Die Jungen Liberalen München fordern eine Legalisierung der Eizellspende in Deutschland. Zum Zweck des Schutzes der Spenderin und der Möglichkeit einer selbstbestimmten und informierten Entscheidung dieser, sind für die Straflosigkeit hohe Anforderungen an die Aufklärungspflicht und der Beratung eines Arztes zu stellen. Die Verhinderung einer Kommerzialisierung des Handels mit Eizellen wird durch die Subsumtion unter die entsprechenden Rechtsvorschriften des Transplantationsgesetzes und des Arzneimittelgesetzes erreicht. Gleichzeitig ist das Recht auf Kenntnis der Abstammung des Kindes in Anlehnung des Samenspenderregistergesetz gesetzlich zu verankern. 

Embryonenspende

Auch im Rahmen des „Single Embryo Transfer“ (SET) lassen sich überzählige pränidative Embryonen nicht verhindern. Diesbezüglich stellt sich die Frage der weiteren Verwendung, Verwerfung oder nicht-kommerzielle Weitergabe an Dritte. Das Embryonenschutzgesetz verbietet nicht ausdrücklich die Spende solcher pränidativer Embryonen, welche ursprünglich zum Zwecke der Herbeiführung der Schwangerschaft der Frau, von der die Eizelle stammt, künstlich bewirkt worden sind.

Die Jungen Liberalen München fordern zum Zweck der Wahrung eines entwicklungsfähigen Embryos die ausdrückliche Zulässigkeit der Embryonenspende im Fall der nicht intendierten Entstehung überzähliger pränidativer Embryonen. Dabei soll auch dem Selbstbestimmungsrecht des Paares, zu welchem ursprünglichen Zweck die Eizelle künstlich befruchtet worden ist, Rechnung getragen werden. Hierzu ist eine umfassende Aufklärungspflicht erforderlich, um eine Entscheidung bezüglich des weiteren Verfahrens mit dem pränidativen Embryo, frei von Willensmängeln, zu gewährleisten.
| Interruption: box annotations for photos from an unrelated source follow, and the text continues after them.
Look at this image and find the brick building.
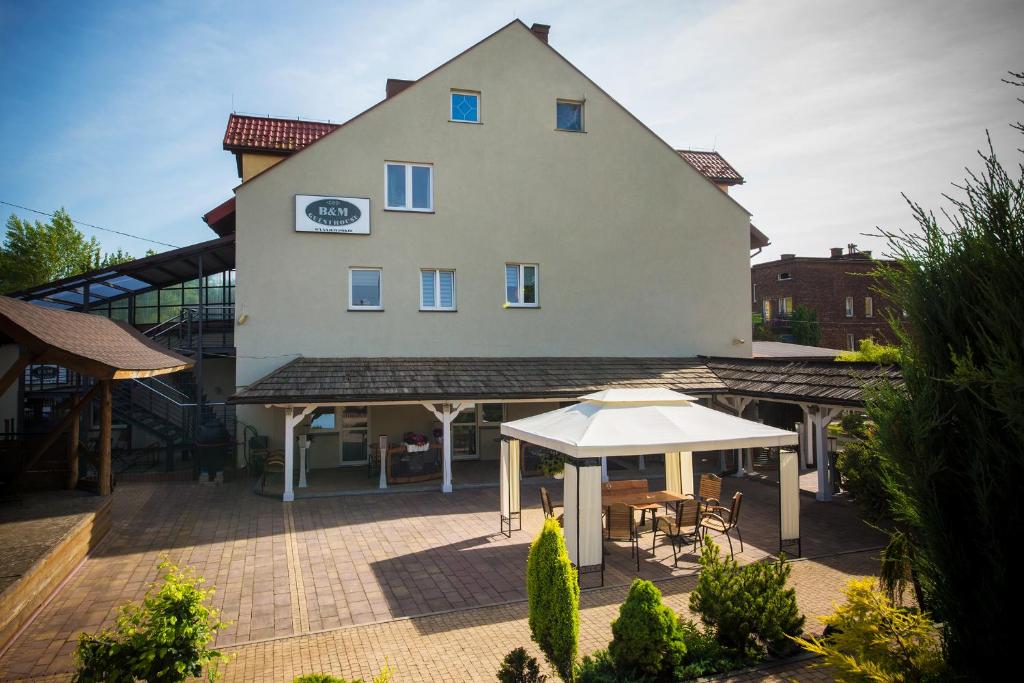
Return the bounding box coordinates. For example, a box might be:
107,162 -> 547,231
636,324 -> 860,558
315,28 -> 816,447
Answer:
751,245 -> 893,349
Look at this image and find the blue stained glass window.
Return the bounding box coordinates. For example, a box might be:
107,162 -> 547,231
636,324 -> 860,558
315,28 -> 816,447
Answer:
420,270 -> 436,308
555,102 -> 583,131
413,166 -> 430,209
438,270 -> 455,308
505,265 -> 519,303
452,92 -> 480,123
387,164 -> 406,209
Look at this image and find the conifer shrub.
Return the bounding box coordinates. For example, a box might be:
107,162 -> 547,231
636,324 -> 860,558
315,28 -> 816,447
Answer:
526,519 -> 580,681
795,579 -> 944,683
690,539 -> 804,656
498,647 -> 548,683
608,579 -> 686,679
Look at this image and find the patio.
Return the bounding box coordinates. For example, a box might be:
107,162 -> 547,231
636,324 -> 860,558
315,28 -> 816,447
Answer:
0,466 -> 882,680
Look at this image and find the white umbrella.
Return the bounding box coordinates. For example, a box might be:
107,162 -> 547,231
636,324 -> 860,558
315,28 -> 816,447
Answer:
502,389 -> 797,458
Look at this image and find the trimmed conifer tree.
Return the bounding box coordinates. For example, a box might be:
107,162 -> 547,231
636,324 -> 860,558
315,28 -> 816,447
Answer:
526,518 -> 580,681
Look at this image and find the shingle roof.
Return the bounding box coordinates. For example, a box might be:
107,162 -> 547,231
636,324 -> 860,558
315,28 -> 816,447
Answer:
676,150 -> 743,185
229,357 -> 725,403
224,114 -> 341,155
0,297 -> 193,379
708,358 -> 903,405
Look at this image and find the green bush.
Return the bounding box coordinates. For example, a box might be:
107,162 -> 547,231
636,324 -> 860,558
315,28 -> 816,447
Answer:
498,647 -> 548,683
75,562 -> 226,683
795,579 -> 944,683
608,579 -> 686,678
526,519 -> 580,681
690,539 -> 804,656
293,665 -> 393,683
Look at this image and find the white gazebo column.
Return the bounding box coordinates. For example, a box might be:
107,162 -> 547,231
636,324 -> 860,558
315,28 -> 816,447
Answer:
778,451 -> 803,557
562,458 -> 603,573
423,403 -> 472,494
498,437 -> 522,539
665,452 -> 693,498
281,405 -> 313,503
299,434 -> 309,488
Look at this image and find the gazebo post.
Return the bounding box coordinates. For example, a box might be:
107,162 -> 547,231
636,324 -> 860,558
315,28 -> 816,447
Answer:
96,380 -> 114,496
562,458 -> 604,585
499,436 -> 522,539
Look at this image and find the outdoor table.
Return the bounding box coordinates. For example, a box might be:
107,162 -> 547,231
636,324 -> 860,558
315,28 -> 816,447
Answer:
601,490 -> 686,571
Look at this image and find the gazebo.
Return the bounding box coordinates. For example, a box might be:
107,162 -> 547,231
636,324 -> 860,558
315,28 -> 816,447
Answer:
0,297 -> 193,496
500,388 -> 800,573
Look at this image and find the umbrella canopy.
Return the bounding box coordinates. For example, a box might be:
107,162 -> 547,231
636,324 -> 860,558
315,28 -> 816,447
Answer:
502,389 -> 797,458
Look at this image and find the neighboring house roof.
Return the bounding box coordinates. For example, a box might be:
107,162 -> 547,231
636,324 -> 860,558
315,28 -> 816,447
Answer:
708,358 -> 903,407
0,297 -> 193,379
753,341 -> 843,360
228,357 -> 725,404
224,114 -> 341,155
676,150 -> 743,185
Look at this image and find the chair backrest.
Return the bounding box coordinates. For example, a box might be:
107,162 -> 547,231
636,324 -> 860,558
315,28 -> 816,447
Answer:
676,498 -> 700,527
729,490 -> 743,526
607,503 -> 633,539
700,474 -> 722,504
541,486 -> 555,517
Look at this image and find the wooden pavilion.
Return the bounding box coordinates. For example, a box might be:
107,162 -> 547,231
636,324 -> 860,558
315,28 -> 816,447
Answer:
0,296 -> 193,496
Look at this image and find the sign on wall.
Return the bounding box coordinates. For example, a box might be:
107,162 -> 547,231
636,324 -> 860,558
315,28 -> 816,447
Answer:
295,195 -> 370,234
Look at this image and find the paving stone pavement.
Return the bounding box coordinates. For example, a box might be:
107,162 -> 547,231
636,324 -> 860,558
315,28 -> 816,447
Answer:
0,479 -> 881,680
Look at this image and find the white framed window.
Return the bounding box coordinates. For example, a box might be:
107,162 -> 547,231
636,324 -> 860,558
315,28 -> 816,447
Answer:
420,268 -> 456,310
555,99 -> 584,133
451,90 -> 480,123
505,263 -> 540,308
348,268 -> 384,310
384,161 -> 434,211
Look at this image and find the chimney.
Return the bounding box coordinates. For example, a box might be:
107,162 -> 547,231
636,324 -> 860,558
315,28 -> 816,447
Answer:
529,24 -> 551,44
384,78 -> 416,99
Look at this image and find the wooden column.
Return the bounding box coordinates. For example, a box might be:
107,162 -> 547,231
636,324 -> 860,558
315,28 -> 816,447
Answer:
96,380 -> 114,496
67,413 -> 82,490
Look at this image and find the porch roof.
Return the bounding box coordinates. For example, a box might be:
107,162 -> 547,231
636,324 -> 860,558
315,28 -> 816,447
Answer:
707,357 -> 903,407
228,357 -> 727,404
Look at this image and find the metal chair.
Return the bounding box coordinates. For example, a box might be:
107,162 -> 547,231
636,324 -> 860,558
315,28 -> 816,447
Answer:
650,498 -> 702,566
700,490 -> 743,557
541,486 -> 565,526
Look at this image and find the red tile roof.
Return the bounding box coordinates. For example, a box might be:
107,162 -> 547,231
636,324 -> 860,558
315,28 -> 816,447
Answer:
224,114 -> 341,155
676,150 -> 743,185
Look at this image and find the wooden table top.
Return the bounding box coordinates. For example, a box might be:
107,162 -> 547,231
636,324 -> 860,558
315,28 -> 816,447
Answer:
601,490 -> 685,507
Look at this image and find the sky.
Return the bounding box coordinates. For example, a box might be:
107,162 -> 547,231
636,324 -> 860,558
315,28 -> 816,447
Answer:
0,0 -> 1024,262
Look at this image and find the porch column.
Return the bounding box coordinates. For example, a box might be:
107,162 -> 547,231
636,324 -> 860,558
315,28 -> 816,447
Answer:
96,380 -> 114,496
281,405 -> 313,503
499,438 -> 522,539
563,458 -> 602,573
799,403 -> 814,469
423,403 -> 472,494
665,452 -> 693,498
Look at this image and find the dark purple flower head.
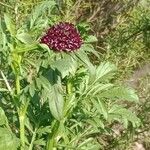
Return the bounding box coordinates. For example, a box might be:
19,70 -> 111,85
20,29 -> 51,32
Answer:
41,22 -> 82,52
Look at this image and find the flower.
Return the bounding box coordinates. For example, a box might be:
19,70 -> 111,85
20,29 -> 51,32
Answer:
40,22 -> 82,52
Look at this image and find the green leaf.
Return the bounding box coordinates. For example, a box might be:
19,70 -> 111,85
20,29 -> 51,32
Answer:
16,33 -> 33,44
0,107 -> 8,126
96,62 -> 116,80
4,14 -> 16,36
33,139 -> 46,146
30,0 -> 56,29
93,98 -> 108,120
0,127 -> 19,150
80,44 -> 100,58
49,85 -> 64,120
75,49 -> 95,78
100,87 -> 139,102
51,57 -> 77,78
108,105 -> 140,127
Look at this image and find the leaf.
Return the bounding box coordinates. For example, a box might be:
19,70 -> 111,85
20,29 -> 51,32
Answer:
4,14 -> 15,36
16,33 -> 33,44
80,44 -> 100,58
30,0 -> 56,29
96,62 -> 116,80
93,98 -> 108,120
0,107 -> 8,126
75,49 -> 95,79
37,126 -> 51,137
49,85 -> 64,120
0,127 -> 19,150
33,139 -> 46,146
51,57 -> 77,78
86,83 -> 113,96
108,105 -> 140,127
100,86 -> 139,103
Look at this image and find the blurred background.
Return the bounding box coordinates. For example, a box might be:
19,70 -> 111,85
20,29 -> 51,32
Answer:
0,0 -> 150,150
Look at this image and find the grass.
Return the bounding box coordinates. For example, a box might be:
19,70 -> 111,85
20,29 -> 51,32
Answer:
0,0 -> 150,150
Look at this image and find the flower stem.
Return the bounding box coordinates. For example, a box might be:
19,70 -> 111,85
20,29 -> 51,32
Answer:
29,128 -> 37,150
19,115 -> 25,150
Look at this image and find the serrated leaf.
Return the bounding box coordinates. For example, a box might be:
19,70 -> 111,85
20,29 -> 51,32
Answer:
109,105 -> 140,127
16,33 -> 33,44
0,127 -> 19,150
100,87 -> 139,102
51,58 -> 77,78
33,139 -> 46,146
93,98 -> 108,120
30,0 -> 56,29
96,62 -> 116,80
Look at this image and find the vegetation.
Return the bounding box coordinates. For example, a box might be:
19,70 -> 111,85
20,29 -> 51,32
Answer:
0,0 -> 150,150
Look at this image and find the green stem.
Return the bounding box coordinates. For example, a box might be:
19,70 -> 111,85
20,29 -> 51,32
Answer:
66,79 -> 72,94
16,75 -> 20,95
46,120 -> 60,150
29,129 -> 37,150
19,114 -> 25,150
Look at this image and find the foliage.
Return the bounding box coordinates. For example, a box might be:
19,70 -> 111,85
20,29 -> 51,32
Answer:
0,0 -> 144,150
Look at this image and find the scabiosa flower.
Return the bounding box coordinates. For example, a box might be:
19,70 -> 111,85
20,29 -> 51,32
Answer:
41,22 -> 82,52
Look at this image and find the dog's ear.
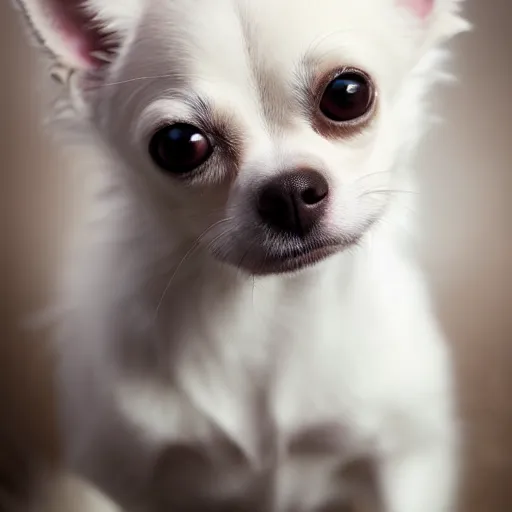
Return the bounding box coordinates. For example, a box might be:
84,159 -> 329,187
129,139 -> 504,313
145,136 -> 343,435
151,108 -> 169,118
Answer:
17,0 -> 141,71
396,0 -> 470,41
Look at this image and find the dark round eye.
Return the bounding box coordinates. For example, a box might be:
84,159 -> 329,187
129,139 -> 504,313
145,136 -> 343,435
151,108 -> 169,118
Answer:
320,71 -> 373,123
149,123 -> 213,174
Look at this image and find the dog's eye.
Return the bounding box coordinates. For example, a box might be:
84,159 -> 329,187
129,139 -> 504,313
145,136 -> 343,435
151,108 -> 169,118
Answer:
149,123 -> 213,174
320,71 -> 374,123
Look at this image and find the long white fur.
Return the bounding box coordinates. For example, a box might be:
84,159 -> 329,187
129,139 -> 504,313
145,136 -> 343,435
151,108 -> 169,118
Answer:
16,0 -> 465,512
Ferner fordern wir die Schaffung einer gesetzlichen Grundlage in Anlehnung an das Samenspenderregistergesetz, damit das Recht des Kindes auf Kenntnis seiner genetischen Abstammung gewahrt wird. Ferner ist das Transplantationsgesetz und Arzneimittelgesetz, insoweit anzupassen, als das der menschliche Embryo unter die Rechtsvorschriften des Handelsverbots gefasst werden können, um so eine Kommerzialisierung der Embryonenspende zu verhindern.